VRODE EN TANT QUE PRÉPOSITION LIÉE À L’APPROXIMATION

4.2. Exemplification extensionnelle

4.2.1. Y est une sous-classe, obtenue par partition de la classe posée dans un premier temps

Ce groupe de contextes réalise pleinement et d’une façon assez nette l’idée « X est un spécimen de

Y ». Mais cette mise en rapport de Y avec X et l’absence de travail intensionnel sur Y peuvent se réaliser de différentes façons, selon les contextes. Le terme syntaxique correspondant à Y peut n’avoir aucun statut intensionnel, ou peut être associé à une notion.

Dans les contextes de type « exemplification pure », Y renvoie à une simple pluralité de termes sans aucune définition notionnelle indépendante du prédicat principal, ce qui semble correspondre à une certaine « insuffisance sémantique » de Y. L’opération donne une image selon laquelle X ne fait que redire, d’une certaine manière, ce qui est déjà subsumé par Y.

Mais en réalité, X n’est pas redondant, il apporte du nouveau : ce qui est nouveau, c’est l’existence de Y qui est donnée à travers X (alors que dans 4.1, l’existence du rapport Y / X constituait souvent un présupposé). On distinguera deux sous-groupes, selon que le terme syntaxique correspondant à Y a une définition notionnelle indépendante ou non.

D’abord, voyons les cas où Y (exprimé par un pronom indéfini au pluriel) est une classe définie par simple division d’occurrences par rapport à la propriété liée au prédicat principal. Y n’est associable à aucune négativité. L’existence de X n’est pas inattendue. Dans les contextes d’exemplification pure, Y est le sujet syntaxique, exprimé par un indéfini (ou un autre mot sémantiquement « pauvre »). X correspond habituellement à un nom propre. Cf. :

(20) (Une équipe de charpentiers n’est pas d’accord avec la rémunération des travaux effectués)

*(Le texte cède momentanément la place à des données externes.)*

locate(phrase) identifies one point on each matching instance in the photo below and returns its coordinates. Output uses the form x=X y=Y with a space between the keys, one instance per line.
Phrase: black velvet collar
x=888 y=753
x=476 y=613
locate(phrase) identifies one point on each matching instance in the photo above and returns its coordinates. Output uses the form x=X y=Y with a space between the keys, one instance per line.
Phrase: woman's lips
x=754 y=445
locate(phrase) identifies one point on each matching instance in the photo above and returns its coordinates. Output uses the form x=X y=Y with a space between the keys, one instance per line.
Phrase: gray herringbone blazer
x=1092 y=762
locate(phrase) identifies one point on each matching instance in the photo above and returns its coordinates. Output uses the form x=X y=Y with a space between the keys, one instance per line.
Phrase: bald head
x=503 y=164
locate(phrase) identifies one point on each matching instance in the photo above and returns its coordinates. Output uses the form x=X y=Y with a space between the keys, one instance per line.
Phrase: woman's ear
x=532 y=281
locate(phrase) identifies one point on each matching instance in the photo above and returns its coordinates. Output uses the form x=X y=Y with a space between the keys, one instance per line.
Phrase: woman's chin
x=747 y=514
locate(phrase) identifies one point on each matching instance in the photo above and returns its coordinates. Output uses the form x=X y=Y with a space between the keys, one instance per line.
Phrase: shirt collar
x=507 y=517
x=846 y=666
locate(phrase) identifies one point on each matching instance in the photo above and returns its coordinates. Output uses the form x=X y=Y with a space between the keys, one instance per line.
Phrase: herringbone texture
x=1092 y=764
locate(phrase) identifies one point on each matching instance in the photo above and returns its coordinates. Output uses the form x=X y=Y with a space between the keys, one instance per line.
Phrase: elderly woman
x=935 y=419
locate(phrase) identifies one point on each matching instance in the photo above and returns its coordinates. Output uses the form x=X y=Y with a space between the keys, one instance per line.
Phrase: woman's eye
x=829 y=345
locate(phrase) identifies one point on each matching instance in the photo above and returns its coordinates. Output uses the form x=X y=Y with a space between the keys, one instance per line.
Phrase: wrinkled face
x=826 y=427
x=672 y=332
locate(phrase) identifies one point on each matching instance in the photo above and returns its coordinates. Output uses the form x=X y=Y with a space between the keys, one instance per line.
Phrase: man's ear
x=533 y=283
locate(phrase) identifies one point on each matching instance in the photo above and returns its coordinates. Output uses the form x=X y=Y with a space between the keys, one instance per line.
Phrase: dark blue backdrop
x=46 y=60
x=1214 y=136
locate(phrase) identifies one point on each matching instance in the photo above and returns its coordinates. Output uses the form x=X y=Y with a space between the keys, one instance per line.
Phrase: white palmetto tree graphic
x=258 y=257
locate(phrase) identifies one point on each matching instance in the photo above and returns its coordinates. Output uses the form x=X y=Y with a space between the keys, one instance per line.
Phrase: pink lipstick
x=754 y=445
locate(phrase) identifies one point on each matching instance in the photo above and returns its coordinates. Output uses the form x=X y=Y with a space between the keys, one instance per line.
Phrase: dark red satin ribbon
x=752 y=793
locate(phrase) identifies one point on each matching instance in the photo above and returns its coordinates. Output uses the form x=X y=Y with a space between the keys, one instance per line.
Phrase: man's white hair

- Ja im spravoþnik pokažu, - s javnoj ugrozoj govoril brigadir, suxoj mužik, ves’ þërnyj ot solnca. - Ja ix nosom tknu, gde napisano þërnym po belomu : kakie raboty plotnickie, a kakie stoljarnye. Oni že ni bum-bum v ètom.

Vse byli soglasny s brigadirom. Bolee togo, vse byli vozmušþeny, a inye, vrode Kol’ki Zabalueva, daže oskorbljalis’ i grustno, gor’ko vzdyxali. (ŠukR : 426)

- Je leur montrerai le guide de tarifications, - disait, d’un ton plutôt menaçant, le chef d’équipe, un gars maigre, à la peau toute noircie par le soleil. - Je leur ferai lire ce qui est écrit noir sur blanc : travaux de charpentier ou travaux de menuisier. Eux, ils n’y comprennent rien.

Tout le monde était d’accord avec le chef d’équipe. De plus, tous étaient indignés, alors que certains, comme (par exemple) Kol’ka Zabaluev, se montraient vexés et poussaient des soupirs pleins de tristesse et d’amertume.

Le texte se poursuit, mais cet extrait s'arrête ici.